Lancée mercredi dernier, la campagne d’adhésion à l’Union Pour la République (UPR), principal parti de la majorité présidentielle, se poursuit sur toute l’étendue du territoire, après un retard de quelques jours dû, selon des sources proches de sa direction, à des «problèmes techniques». Les commissions de supervision se plaignaient de la modestie des moyens alloués, elles ont cependant pris leurs quartiers. On commence à voir se former, ici et là à Nouakchott, quelques files de citoyens venus s’enrôler.

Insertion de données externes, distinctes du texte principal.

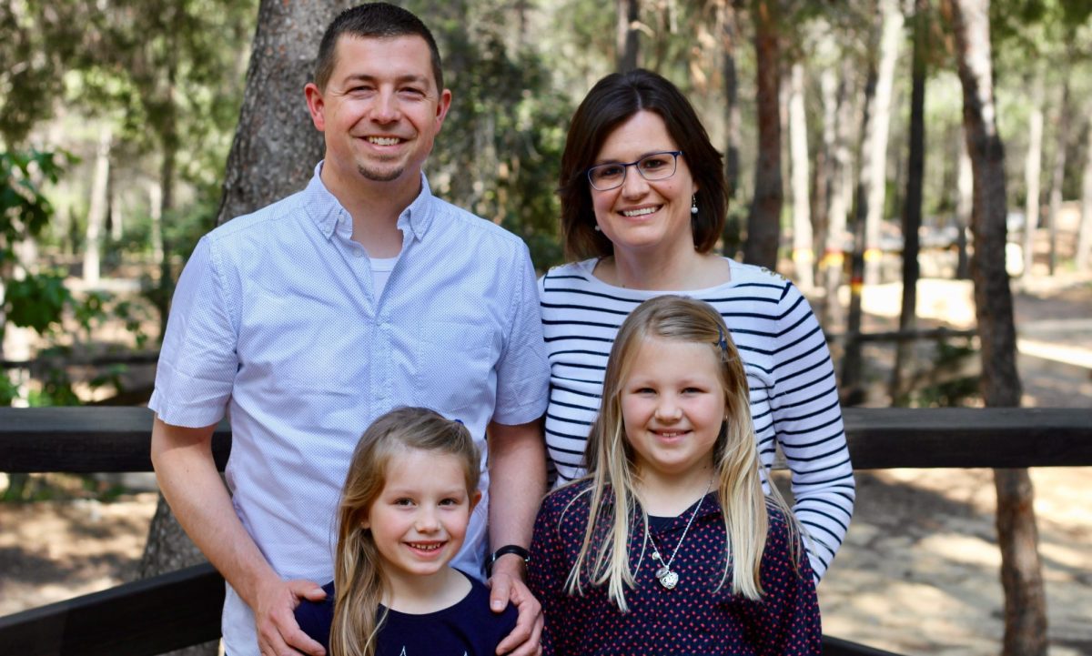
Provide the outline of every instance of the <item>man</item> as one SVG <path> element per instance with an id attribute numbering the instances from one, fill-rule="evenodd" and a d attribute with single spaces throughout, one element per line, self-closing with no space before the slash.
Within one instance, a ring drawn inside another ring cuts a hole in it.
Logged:
<path id="1" fill-rule="evenodd" d="M 479 573 L 494 553 L 490 605 L 511 599 L 521 616 L 498 653 L 535 654 L 522 548 L 545 488 L 548 367 L 526 248 L 429 191 L 422 165 L 451 93 L 416 16 L 385 3 L 341 14 L 305 94 L 325 159 L 307 189 L 198 244 L 150 403 L 161 488 L 228 583 L 226 652 L 323 653 L 293 609 L 332 579 L 353 449 L 372 419 L 418 405 L 479 440 L 488 429 L 492 502 L 454 564 Z M 211 452 L 225 406 L 230 496 Z"/>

Les premiers jours ont surtout été l’aubaine, pour les responsables du parti-État, de se ruer au ramassage des cartes d’identité, en vue de se constituer un pactole maximal d’unités de base, passées de cent personnes à cinquante, sur décision du congrès UPR. Partout dans les quartiers, les discussions ne portaient que sur cette collecte. Pour atteindre leurs objectifs, les responsables ont presque tous joué sur les cordes sensibles que sont la parenté et la proximité, mais jamais sur des arguments idéologiques. Après avoir fait le plein en un quartier, on s’est ainsi employé à rameuter les parents, amis ou connaissances vivant en d’autres, notamment en périphérie de Nouakchott, pour les exhorter à s’inscrire en celui susceptible de devenir fief. Certaines zones, comme Sebkha, pourraient voir leur nombre de militants exploser, au détriment d’autres. De quoi s’inquiéter, lors des prochaines élections, sachant que nombre de citoyens préfèrent voter dans leur terroir, vidant ainsi Nouakchott de ses habitants ?

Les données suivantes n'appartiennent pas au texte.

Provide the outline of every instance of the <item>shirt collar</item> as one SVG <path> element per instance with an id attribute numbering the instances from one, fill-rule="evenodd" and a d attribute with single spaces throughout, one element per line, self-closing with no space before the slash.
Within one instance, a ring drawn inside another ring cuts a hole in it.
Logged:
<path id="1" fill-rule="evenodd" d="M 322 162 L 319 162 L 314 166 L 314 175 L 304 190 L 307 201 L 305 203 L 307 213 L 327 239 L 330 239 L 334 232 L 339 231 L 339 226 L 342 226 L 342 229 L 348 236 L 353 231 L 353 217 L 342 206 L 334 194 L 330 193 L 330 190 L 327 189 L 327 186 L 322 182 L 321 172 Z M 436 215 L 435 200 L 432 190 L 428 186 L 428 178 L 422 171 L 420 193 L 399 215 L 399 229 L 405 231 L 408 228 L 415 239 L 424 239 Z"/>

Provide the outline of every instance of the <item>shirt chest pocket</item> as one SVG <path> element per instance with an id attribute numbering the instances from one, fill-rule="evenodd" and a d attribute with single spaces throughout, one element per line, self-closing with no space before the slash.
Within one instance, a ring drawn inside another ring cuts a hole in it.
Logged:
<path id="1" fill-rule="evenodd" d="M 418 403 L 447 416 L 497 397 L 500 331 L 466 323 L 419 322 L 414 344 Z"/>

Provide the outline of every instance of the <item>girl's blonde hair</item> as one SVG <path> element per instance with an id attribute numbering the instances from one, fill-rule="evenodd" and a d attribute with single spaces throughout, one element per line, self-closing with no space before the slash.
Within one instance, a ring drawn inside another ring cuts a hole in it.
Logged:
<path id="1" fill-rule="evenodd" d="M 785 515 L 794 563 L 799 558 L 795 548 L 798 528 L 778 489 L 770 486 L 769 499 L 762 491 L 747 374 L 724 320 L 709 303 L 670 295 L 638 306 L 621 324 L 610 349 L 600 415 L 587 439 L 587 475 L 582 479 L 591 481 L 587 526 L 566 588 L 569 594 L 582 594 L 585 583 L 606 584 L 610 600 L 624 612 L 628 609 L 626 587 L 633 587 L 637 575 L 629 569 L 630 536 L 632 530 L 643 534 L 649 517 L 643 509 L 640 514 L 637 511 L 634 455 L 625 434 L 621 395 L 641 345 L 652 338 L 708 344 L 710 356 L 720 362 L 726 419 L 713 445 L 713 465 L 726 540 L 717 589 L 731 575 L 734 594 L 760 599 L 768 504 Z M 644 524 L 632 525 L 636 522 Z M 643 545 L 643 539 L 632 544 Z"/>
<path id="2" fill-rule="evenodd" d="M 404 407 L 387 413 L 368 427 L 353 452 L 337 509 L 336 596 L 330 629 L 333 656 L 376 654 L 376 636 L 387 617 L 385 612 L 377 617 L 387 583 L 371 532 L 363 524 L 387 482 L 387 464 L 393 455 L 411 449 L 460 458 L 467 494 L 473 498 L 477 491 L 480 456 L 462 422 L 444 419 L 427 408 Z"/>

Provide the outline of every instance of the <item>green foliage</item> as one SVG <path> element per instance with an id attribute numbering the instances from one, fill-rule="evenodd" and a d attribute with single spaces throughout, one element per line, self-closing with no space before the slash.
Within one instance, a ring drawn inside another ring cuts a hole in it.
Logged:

Certains responsables de l’UPR n’ont pas hésité à invoquer la peur voire l’intimidation, particulièrement du côté des Négro-africains, en avançant qu’on ne pourra plus rien attendre de l’État, si l’on n’adhère pas à l’UPR. On risque même, au contraire, des représailles. Bref, la fameuse « nouvelle » campagne de réimplantation, promise « transparente et honnête », avec des militants convaincus de leur filiation au parti, risque fort se conclure en vulgaire opération d’embrigadement, comme au temps de son frère défunt, le PRDS. Les vingt-quatre ans de règne de celui-ci ont ancré de fortes et, surtout, mauvaises habitudes. Il semble vraiment gageure que de réaliser un rassemblement transparent et réellement démocratique. Ainsi que le pressentirent nombre d’observateurs, à l’annonce de l’opération, le raz-de-marée « alimentaire », vers le parti-État que le président Ould Abel Aziz prétend relooker en mode « citoyenneté responsable », semble inéluctable. À quelle fin ?
L’UPR, faire-valoir d’Ould Abdel Aziz ?
L’engagement personnel du président en exercice de la République à redynamiser l’UPR ; sa présence, lors de la clôture des travaux de la commission ad hoc ; son propre enrôlement, enfin, dans ce parti ; ont fini d’installer le doute, parmi les citoyens, sur ses véritables intentions, après avoir fait savoir qu’il ne modifierait pas la Constitution pour briguer un troisième mandat. Aujourd’hui, même le citoyen lambda est convaincu que la présente campagne de l’UIPR n’est pas fortuite et ne vise clairement qu’à perpétuer le système.
Le congrès de l’UPR a entériné la formation d’un bureau politique (commission de concertation) où siègent, automatiquement, divers hauts fonctionnaires en exercice, dont le président de l’UPR, le président de l’Assemblée nationale et le Premier ministre, s’ils sont membres de ce parti. L’objectif avoué de cette commission est donc de favoriser la concertation entre ces différentes entités du pouvoir. Le concept de parti-État est on ne peut plus renforcé. En attendant sa redynamisation, l’UPR « vieille mouture » semble jouer un rôle secondaire, dans les opérations d’adhésion de ses propres militants. C’est, en effet, le président de la commission de redynamisation, Diallo Mamadou Bathia, ministre de la Défense, qui est à la manœuvre, reléguant en arrière-plan les responsables directs du parti-État, notamment son président, maître Sidi Mohamed ould Maham. Illustration éloquente de cette emprise, Bathia a présidé le lancement de la campagne et la conférence dans les locaux du parti.
On décèle comme un malaise, parmi les cadres du parti, eux qui n’ont cessé de devoir avaler des couleuvres, à chaque campagne électorale et autre manifestation d’ampleur. La Présidence a régulièrement fait preuve de défiance envers le parti qu’elle prétend, aujourd’hui, sortir de l’auberge. Lors du referendum du 5 Août dernier, les commissions de l’UPR n’ont joué que les supplétives de celles du gouvernement. Cela semble être à nouveau le cas, aujourd’hui. Le gouvernement aurait-il fini de domestiquer l’UPR ? Qu’en fera le Palais, après la campagne de réimplantation ? Mystère. L’actuel président du parti et son directoire doivent s’attendre à tout.